With capturing all of it instead of burning it off will also raise production and lower the cost. So why is it that your glass is twice the size it has to be? Dealing with a problem that is either a glass half full or half empty is not the way one should be looking at efficiency when it comes to dealing with engineering problems.
Power plants would then revert to coal and nuclear fuel. The reason for coal and nuclear not being used is political, not economic or scientific
when oil and natural-gas prices tracked one another, if natural gass price (in mmcf) was at $8, oil would have been at about $48 a ratio of 6 (barrels of oil) to 1 (mmcf of gas). But because of horizontal drilling, fracking, and OPECs thirst for U.S. dollars, natural gas at one point this year was under $2 per mmcf, while oil was well over $100 per barrel a ratio of more than 50 to 1.

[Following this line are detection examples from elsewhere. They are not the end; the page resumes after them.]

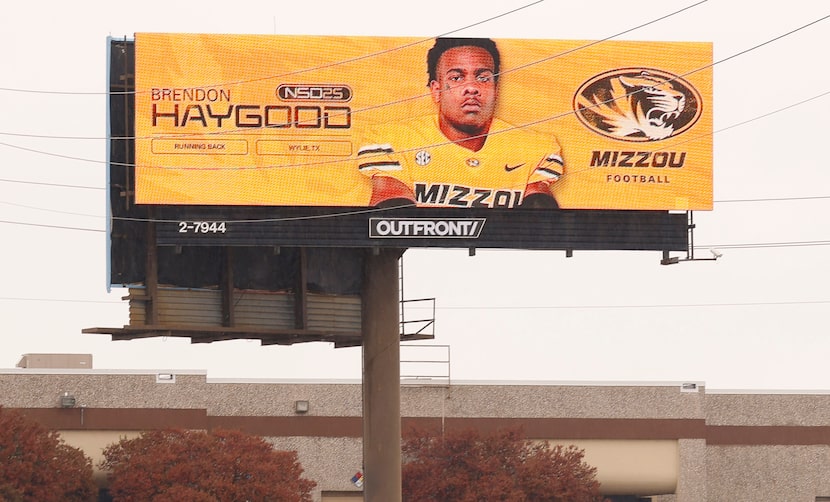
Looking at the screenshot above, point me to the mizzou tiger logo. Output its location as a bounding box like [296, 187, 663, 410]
[574, 68, 702, 142]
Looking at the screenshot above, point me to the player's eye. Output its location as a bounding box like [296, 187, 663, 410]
[476, 72, 493, 84]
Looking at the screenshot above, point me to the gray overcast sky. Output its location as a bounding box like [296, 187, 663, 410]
[0, 0, 830, 390]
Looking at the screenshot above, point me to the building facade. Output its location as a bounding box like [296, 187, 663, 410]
[0, 367, 830, 502]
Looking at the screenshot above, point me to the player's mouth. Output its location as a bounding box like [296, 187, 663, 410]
[461, 99, 481, 111]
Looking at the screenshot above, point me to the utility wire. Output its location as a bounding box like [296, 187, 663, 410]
[0, 0, 544, 96]
[0, 0, 708, 141]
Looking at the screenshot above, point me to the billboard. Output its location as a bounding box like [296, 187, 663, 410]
[134, 33, 712, 210]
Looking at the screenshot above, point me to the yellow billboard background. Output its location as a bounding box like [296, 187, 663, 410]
[135, 33, 712, 210]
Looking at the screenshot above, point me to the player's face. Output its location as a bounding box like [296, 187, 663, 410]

Remember, the natural gas vehicles would then be competing with powerplants for the natural gas thats out there. Then you can have expensive vehicle fuel and ridiculous electric bills at the same time.IOW, a BTU from natural gas has recently been less than one eighth the price of a BTU of oil. That leaves room for a tremendous runup in natural gas price before you even get to the point where oil is only twice as expensive as NG. By the time NG prices run up that much, it will be even more lucrative to exploit more of the huge known, accessible reserves of NG with more horizontal drilling and fracking.
There is enough NG out there, easily accessible, to fuel transportation and power plants - and fuel steel mills instead of coal, to boot. You are thinking small.